Cellular Neuroscience, Neurodegeneration and Repair Program, Department of Neurology, Yale School of Medicine, New Haven, CT 06536-0812, USA.
Exp Neurol. 2012 May;235(1):43-52. doi: 10.1016/j.expneurol.2011.06.006. Epub 2011 Jun 15.

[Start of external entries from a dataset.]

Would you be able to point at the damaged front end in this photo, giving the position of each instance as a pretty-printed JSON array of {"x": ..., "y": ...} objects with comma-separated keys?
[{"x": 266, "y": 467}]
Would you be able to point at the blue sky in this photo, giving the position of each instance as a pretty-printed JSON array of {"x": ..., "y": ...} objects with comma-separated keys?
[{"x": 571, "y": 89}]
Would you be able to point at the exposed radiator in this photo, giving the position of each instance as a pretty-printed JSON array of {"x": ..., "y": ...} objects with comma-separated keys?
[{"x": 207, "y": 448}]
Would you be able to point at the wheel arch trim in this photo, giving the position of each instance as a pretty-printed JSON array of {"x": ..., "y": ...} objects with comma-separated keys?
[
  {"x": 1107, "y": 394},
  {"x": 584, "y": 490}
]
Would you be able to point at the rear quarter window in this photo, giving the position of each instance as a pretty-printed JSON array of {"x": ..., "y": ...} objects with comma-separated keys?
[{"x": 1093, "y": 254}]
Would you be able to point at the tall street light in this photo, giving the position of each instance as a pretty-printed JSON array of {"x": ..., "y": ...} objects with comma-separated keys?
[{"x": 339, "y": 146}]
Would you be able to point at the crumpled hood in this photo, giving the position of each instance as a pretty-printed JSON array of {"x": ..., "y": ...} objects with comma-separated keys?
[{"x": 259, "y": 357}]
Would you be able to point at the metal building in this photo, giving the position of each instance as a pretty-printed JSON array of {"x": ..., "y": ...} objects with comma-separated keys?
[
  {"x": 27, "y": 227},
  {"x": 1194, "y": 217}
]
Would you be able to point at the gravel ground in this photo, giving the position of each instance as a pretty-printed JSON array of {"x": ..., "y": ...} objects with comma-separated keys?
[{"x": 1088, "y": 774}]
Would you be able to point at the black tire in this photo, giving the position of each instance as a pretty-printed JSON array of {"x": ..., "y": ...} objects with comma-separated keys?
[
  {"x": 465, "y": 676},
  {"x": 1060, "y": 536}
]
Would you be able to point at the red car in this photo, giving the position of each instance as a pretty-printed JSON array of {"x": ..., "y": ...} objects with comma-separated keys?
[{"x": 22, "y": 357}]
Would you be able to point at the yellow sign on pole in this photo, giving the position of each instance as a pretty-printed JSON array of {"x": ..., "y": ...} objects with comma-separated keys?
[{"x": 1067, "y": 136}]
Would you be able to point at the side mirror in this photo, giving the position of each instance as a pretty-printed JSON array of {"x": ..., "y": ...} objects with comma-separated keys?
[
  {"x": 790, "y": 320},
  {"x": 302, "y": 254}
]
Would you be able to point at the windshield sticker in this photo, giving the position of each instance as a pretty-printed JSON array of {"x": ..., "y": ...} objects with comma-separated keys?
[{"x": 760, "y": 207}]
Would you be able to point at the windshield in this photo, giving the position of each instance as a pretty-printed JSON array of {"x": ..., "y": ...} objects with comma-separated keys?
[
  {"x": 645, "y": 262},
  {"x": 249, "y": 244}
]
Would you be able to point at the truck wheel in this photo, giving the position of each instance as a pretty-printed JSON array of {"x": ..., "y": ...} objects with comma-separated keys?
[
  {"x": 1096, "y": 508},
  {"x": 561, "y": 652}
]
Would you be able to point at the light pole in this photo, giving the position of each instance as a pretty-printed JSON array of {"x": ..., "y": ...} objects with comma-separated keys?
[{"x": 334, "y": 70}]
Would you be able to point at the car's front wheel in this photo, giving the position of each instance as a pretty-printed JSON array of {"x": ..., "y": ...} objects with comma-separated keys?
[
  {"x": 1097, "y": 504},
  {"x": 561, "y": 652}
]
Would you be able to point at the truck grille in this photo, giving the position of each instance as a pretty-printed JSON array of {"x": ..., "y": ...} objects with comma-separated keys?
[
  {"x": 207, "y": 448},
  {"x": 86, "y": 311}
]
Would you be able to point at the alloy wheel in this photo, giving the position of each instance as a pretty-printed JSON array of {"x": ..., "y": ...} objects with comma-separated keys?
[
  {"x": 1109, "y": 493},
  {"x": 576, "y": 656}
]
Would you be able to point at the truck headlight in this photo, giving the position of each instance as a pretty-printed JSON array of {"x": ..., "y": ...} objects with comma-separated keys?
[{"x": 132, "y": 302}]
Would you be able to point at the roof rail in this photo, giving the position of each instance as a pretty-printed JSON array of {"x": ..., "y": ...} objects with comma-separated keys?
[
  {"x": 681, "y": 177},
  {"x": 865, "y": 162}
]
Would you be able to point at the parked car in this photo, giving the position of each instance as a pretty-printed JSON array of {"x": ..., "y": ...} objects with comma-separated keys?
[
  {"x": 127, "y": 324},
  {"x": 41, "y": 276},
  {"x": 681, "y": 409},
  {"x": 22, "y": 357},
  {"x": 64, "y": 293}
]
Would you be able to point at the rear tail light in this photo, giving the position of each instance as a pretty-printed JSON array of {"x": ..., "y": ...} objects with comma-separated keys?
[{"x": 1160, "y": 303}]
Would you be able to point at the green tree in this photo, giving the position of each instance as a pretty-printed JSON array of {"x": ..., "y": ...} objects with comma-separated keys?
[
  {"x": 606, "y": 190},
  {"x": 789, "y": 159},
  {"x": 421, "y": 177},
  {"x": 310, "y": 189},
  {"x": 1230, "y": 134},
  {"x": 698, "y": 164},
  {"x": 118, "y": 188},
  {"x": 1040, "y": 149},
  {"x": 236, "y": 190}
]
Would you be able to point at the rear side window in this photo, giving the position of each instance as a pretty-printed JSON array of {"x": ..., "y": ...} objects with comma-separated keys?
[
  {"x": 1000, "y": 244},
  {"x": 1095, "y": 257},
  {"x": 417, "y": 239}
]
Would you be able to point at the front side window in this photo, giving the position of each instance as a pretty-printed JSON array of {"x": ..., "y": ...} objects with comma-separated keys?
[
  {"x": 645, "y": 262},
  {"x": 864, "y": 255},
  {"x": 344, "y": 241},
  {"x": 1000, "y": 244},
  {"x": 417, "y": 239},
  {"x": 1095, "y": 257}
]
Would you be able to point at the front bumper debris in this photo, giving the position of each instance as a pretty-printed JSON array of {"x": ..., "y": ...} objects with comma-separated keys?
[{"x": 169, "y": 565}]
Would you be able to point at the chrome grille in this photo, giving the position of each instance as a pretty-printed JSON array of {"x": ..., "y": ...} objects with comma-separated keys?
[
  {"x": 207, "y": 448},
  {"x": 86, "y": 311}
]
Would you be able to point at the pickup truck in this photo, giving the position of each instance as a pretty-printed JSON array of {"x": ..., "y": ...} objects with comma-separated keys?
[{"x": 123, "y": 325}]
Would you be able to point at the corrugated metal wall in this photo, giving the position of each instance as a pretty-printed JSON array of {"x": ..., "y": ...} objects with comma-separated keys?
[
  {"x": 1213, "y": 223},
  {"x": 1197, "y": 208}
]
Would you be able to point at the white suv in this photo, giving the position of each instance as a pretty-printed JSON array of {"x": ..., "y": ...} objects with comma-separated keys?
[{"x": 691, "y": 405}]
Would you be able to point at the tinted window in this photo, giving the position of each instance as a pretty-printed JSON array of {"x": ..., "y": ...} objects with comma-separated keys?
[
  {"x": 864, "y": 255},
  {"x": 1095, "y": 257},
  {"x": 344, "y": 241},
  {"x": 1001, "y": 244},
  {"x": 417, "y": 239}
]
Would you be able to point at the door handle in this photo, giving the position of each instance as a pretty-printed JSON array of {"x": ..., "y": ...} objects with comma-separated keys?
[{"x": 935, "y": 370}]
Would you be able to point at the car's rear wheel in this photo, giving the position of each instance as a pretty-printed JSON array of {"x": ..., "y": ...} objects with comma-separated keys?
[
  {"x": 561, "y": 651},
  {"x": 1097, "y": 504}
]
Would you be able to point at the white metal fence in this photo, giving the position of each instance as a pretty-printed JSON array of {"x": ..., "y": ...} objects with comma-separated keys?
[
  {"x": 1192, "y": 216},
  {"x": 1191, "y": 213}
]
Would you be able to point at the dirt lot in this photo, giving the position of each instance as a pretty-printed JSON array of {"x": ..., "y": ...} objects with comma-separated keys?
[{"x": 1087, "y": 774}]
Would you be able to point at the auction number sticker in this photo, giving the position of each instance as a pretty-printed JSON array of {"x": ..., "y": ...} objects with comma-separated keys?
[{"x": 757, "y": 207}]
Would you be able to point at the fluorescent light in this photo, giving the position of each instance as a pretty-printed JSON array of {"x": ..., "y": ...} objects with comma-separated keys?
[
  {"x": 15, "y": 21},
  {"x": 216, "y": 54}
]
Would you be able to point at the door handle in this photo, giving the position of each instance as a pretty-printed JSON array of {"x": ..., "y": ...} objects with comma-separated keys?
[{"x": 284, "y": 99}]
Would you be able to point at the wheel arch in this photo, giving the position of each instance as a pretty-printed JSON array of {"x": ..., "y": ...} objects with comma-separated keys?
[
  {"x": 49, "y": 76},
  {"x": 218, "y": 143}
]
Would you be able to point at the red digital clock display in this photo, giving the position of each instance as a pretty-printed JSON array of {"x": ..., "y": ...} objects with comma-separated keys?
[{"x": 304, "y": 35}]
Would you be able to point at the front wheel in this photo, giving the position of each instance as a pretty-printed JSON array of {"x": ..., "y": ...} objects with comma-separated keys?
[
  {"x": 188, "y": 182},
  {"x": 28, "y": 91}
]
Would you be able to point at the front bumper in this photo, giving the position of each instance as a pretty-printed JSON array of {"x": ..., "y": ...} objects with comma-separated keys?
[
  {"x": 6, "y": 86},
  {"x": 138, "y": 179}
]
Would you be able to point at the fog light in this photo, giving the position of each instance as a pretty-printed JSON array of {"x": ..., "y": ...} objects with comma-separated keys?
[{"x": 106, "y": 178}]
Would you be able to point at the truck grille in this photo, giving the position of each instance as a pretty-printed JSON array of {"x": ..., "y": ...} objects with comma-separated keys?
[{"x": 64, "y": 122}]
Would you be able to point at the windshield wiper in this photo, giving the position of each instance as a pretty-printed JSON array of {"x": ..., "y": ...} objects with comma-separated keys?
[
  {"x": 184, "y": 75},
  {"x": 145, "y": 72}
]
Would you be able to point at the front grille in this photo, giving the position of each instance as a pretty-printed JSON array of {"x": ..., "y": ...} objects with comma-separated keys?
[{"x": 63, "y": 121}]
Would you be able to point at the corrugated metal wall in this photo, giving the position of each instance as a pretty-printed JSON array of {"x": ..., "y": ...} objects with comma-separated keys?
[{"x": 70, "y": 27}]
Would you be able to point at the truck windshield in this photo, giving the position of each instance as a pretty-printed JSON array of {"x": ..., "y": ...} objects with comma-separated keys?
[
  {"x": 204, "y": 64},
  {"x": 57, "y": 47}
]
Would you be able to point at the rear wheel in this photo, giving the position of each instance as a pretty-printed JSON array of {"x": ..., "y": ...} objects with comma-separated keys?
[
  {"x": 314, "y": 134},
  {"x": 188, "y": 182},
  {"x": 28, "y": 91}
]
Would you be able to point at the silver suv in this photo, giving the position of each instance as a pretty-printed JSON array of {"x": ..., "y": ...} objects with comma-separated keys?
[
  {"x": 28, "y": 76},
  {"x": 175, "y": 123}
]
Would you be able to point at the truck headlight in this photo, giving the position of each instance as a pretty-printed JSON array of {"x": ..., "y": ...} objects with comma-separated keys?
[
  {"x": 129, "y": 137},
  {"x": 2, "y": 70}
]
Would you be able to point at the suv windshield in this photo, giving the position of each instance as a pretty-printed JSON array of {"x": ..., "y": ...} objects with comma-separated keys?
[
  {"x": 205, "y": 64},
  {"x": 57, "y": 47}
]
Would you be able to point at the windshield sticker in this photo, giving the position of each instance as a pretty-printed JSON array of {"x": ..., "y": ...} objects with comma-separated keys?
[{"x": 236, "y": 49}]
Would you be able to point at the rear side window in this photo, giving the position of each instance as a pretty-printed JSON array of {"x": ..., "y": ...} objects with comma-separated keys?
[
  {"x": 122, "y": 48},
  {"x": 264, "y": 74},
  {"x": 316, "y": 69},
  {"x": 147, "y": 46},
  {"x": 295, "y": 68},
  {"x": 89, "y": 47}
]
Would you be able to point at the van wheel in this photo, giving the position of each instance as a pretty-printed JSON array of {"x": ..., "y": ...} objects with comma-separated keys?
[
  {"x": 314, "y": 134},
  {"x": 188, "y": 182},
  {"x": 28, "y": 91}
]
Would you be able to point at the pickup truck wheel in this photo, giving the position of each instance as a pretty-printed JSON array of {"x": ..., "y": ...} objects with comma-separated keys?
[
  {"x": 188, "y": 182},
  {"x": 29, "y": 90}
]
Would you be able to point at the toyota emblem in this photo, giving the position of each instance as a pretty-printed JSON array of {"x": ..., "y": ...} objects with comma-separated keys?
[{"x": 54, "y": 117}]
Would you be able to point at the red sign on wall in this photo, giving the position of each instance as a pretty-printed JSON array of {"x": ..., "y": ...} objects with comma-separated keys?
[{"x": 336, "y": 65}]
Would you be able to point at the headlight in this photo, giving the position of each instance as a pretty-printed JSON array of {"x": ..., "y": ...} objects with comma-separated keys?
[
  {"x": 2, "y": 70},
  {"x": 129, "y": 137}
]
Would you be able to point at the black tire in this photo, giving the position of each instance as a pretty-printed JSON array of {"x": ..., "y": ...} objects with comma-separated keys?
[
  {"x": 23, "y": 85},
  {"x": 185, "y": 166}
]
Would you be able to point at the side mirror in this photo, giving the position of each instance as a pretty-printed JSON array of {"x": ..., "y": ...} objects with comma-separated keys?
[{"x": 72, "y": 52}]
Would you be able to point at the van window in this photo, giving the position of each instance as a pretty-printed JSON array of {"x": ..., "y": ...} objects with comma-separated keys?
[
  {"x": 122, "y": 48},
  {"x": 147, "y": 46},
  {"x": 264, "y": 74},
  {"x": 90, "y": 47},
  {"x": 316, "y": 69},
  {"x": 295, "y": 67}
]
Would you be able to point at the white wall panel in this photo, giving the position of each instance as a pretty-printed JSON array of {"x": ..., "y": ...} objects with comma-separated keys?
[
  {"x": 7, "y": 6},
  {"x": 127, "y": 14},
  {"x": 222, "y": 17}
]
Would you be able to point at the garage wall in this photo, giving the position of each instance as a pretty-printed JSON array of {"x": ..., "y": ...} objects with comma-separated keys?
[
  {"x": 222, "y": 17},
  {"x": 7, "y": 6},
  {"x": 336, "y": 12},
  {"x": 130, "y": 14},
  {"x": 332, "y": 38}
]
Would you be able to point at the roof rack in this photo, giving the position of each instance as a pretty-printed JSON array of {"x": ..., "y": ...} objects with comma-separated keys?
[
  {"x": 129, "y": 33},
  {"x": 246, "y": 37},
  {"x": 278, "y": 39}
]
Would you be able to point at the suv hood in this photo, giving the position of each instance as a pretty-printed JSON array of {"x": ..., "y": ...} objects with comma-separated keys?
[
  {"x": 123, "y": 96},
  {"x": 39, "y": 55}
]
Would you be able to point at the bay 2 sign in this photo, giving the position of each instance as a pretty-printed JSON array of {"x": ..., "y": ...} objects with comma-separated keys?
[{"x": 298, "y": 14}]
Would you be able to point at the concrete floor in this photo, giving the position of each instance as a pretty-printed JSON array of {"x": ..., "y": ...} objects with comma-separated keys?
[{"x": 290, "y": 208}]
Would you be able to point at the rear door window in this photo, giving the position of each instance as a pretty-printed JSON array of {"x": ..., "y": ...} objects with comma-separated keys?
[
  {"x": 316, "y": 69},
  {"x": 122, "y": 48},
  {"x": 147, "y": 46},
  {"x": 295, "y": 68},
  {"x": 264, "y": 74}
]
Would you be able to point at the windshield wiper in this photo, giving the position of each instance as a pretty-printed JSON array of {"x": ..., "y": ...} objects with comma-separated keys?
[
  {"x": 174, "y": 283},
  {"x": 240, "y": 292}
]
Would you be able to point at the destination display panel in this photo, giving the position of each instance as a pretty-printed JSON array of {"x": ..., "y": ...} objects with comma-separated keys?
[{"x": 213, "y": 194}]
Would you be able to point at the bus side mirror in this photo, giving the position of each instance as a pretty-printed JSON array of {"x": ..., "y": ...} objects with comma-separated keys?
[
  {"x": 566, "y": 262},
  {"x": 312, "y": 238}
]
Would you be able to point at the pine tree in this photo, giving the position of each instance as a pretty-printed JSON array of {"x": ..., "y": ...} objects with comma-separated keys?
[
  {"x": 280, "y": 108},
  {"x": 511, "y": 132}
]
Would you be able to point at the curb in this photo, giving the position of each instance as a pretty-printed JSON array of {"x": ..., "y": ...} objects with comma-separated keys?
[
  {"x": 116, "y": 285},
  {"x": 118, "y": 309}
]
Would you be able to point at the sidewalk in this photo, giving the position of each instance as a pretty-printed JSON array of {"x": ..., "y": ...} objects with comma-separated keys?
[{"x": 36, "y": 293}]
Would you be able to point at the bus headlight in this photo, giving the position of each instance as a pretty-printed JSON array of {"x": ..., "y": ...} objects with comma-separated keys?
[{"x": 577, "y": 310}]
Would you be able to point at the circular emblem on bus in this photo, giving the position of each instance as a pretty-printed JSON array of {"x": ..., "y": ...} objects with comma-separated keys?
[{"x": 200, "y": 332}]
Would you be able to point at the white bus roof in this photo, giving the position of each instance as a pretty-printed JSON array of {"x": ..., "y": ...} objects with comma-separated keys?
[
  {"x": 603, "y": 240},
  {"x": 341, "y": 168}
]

In the adult, both neurologic recovery and anatomical growth after a CNS injury are limited. Two classes of growth inhibitors, myelin associated inhibitors (MAIs) and extracellular matrix associated inhibitors, limit both functional recovery and anatomical rearrangements in animal models of spinal cord injury. Here we focus on how MAIs limit a wide spectrum of growth that includes regeneration, sprouting, and plasticity in both the intact and lesioned CNS. Three classic myelin associated inhibitors, Nogo-A, MAG, and OMgp, signal through their common receptors, Nogo-66 Receptor-1 (NgR1) and Paired-Immunoglobulin-like-Receptor-B (PirB), to regulate cytoskeletal dynamics and inhibit growth. Initially described as inhibitors of axonal regeneration, subsequent work has demonstrated that MAIs also limit activity and experience-dependent plasticity in the intact, adult CNS. MAIs therefore represent a point of convergence for plasticity that limits anatomical rearrangements regardless of the inciting stimulus, blurring the distinction between injury studies and more "basic" plasticity studies.
在成年人中,中枢神经系统损伤后的神经恢复和解剖生长都受到限制。有两类生长抑制剂,髓鞘相关抑制剂(MAIs)和细胞外基质相关抑制剂,它们限制了脊髓损伤动物模型中的功能恢复和解剖重排。在这里,我们重点关注 MAIs 如何限制广泛的生长,包括未受损和受损中枢神经系统中的再生、发芽和可塑性。三种经典的髓鞘相关抑制剂,Nogo-A、MAG 和 OMgp,通过其共同的受体 Nogo-66 受体-1(NgR1)和配对免疫球蛋白样受体-B(PirB)信号转导,调节细胞骨架动力学并抑制生长。最初被描述为轴突再生的抑制剂,随后的研究表明,MAIs 也限制了未受损的成年中枢神经系统中的活动和经验依赖性可塑性。因此,MAIs 代表了一个可塑性的汇聚点,它限制了无论刺激因素如何,解剖重排的发生,模糊了损伤研究和更“基础”的可塑性研究之间的区别。